In 1811 Lieutenant Richard Crawford replaced Drury. By 1812 Sylvia was on the Downs station under the command of Lieutenant Robert Palk. He commanded her at the siege of San Sebastián, which took place between 7 July and 8 September 1813. In January 1819 Parliament voted a grant to the crews of the vessels, including Sylvia, that had served under the command of Lord Viscount Keith in the Channel in 1813 and 1814. November 1822 saw the last (third) payment of the grant. (Note: A first-class share of the first payment was £121 8s, of the second payment £80 18s 8d, and of the third payment (if the officer had participated in the first payment, £53 19s 1d. A sixth-class share of the first payment was £2 1s 1d, of the second payment £1 7s 5d, and of the third payment, 18s 4d if the recipient had participated in the first payment, and £2 12 11d if he had not.)

Between August 1814 and July 1815 Sylvia was at Portsmouth being fitted out as a dispatch vessel. In June 1815 Lieutenant Joseph Griffiths recommissioned her.

Disposal: In January 1816 the Admiralty put Sylvia up for sale at Plymouth. She was sold for £710 on 30 May 1816.

==Merchantman==
Mercantile interests purchased Sylvia. The supplemental pages to the 1816 Register of Shipping shows Sylvia, Bermuda-built in 1806, of 138 tons (bm), with W. Jewell, master, and Jewell, owner. Her voyage is Plymouth-London.

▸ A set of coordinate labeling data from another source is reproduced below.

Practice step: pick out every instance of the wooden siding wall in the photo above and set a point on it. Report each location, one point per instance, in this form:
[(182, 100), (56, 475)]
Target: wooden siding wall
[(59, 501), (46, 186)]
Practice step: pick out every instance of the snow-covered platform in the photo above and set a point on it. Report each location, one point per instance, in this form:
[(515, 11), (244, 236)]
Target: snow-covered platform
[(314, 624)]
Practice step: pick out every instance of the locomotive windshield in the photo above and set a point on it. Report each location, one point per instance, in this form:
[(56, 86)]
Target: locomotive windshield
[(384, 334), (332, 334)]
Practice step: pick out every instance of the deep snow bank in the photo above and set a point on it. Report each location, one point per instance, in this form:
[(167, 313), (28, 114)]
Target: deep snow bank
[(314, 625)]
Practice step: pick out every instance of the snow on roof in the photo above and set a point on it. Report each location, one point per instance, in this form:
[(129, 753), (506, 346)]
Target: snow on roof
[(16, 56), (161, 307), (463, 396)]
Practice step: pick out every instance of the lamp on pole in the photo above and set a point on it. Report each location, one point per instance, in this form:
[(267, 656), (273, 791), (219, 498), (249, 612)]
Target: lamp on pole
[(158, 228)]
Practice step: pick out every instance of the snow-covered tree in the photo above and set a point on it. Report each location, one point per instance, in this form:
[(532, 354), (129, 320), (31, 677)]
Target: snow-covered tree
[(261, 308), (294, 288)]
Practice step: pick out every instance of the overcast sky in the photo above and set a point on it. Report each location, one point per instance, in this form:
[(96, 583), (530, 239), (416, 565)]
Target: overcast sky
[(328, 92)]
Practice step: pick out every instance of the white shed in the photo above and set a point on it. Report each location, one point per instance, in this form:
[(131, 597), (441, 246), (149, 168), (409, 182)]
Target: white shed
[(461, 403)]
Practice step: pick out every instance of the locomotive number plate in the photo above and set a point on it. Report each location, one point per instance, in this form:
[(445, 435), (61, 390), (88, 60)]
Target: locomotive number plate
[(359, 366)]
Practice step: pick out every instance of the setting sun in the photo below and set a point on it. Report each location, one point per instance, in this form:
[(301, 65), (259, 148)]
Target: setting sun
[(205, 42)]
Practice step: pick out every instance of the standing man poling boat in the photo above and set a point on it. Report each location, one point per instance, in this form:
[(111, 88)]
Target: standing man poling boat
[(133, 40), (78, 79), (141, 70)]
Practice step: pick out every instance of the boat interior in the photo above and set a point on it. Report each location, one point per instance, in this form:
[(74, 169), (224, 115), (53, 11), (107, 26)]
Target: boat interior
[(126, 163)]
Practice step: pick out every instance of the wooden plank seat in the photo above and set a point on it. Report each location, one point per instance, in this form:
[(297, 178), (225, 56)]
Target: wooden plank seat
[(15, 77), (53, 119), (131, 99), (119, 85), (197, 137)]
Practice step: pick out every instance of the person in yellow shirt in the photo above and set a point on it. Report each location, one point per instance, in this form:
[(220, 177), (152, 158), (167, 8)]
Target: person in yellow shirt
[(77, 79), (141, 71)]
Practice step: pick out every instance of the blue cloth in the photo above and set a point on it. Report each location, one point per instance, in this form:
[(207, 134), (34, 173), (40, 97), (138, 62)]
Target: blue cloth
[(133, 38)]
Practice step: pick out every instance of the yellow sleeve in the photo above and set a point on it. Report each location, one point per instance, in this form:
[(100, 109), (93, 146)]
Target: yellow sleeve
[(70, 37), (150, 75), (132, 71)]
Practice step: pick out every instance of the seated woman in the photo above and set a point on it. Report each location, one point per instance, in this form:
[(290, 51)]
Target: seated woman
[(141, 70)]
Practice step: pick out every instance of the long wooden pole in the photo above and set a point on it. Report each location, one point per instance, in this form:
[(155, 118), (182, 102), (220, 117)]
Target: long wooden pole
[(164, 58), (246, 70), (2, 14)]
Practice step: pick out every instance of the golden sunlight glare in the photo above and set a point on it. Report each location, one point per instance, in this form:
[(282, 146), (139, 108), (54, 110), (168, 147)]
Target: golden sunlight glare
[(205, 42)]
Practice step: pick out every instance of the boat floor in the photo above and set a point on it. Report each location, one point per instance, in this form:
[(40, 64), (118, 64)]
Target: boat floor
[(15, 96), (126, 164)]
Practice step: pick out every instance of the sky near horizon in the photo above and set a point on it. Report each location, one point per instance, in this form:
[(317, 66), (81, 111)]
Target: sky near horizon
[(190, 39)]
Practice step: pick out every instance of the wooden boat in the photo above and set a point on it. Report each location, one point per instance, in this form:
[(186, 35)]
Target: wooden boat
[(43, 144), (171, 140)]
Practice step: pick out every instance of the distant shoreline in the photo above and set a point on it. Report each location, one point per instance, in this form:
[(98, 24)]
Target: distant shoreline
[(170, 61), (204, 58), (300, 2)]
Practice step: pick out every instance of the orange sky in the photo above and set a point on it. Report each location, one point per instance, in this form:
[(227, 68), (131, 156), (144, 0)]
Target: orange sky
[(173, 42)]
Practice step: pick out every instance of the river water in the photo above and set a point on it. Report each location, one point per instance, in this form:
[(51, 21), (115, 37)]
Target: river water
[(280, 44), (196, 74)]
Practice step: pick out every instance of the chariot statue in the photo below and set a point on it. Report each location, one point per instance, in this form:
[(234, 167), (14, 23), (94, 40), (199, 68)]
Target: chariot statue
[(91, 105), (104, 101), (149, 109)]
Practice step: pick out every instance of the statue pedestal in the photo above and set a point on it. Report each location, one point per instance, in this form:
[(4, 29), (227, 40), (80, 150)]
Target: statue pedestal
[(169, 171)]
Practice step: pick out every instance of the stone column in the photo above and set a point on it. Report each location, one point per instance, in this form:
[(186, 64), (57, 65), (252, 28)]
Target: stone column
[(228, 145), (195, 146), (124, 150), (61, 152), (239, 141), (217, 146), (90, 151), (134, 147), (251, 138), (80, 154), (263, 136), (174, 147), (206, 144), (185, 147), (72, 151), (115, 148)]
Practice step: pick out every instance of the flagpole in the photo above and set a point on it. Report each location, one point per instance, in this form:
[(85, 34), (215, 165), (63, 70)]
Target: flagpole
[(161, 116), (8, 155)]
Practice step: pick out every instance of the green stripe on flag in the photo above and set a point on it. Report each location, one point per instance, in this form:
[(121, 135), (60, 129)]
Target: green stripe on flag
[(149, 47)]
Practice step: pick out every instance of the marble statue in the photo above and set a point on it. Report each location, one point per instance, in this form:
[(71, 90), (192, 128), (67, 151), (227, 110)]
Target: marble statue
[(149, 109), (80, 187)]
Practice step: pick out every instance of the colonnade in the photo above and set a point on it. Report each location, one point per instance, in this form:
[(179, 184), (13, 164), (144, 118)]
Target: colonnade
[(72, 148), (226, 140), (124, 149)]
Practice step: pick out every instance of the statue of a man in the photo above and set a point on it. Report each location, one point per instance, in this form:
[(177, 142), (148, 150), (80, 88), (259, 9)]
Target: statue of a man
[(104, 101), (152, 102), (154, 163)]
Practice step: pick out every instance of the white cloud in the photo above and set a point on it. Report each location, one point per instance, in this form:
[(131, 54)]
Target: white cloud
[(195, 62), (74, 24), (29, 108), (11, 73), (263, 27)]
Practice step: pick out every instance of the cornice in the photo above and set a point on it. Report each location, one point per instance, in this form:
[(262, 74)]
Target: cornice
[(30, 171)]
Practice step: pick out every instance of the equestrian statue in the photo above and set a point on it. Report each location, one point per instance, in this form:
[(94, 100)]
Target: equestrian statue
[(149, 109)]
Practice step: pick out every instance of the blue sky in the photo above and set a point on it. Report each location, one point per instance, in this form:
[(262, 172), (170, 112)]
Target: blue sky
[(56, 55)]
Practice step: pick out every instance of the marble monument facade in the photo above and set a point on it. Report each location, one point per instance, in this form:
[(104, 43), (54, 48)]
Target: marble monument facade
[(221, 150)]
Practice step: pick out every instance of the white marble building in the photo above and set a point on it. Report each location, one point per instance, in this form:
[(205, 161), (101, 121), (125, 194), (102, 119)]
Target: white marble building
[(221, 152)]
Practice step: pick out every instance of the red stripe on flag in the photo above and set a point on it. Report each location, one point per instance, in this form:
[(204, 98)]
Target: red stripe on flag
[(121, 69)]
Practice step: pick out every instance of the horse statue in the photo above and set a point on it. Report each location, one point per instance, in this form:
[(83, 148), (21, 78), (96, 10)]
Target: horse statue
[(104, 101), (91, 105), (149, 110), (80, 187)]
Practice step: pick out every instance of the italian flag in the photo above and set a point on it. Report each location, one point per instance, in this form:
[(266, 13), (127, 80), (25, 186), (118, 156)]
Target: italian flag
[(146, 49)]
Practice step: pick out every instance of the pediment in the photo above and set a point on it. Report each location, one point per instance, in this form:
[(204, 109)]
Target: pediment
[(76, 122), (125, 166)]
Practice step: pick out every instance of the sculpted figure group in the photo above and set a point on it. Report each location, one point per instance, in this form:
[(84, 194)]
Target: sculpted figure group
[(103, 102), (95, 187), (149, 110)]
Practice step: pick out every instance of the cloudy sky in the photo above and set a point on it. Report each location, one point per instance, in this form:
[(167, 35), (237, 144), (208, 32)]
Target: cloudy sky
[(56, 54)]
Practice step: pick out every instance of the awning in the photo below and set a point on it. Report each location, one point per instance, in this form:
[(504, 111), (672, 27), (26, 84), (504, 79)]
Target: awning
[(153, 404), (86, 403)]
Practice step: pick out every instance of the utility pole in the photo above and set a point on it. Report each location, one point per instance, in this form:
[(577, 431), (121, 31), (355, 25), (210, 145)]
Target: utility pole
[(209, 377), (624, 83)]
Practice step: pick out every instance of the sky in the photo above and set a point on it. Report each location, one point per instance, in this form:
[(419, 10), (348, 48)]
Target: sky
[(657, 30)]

| Year | Master | Owner | Trade |
|---|---|---|---|
| 1816 | W. Jewell | Jewell | Plymouth-London |
| 1817 not published |  |  | Montevideo-Marseilles |
| 1818 | W. Nunn | Jewell | London-Barcelona |
| 1819 | Hill | Jewell | Bristol-West Indies |
| 1820 | Hill | Jewell | London-Rio de Janeiro |
| 1821 | Hill | Jewell | London-Rio de Janeiro |
| 1822 | Hill | Jewell | Plymouth-Naples |
| 1823 | Corder | Jewell | Plymouth-Naples |
| 1824 | Buxall | Williams | London-Cape Coast Castle |

On 10 January 1821, Sylvia, Hill, master, put into Plymouth. She had been sailing from Dublin to London but lost her mainmast and had sprung her foremast.

==Loss==
Sylvia was under the command of Captain Boxwell (or Boxell, or Buxall) when she wrecked on the Bissagoa Shoals, off the coast of Africa. She was on a voyage from London to Cape Coast Castle, Gold Coast. Lloyd's List reported the loss on 3 February 1824, suggesting that Sylvia was lost in late 1823.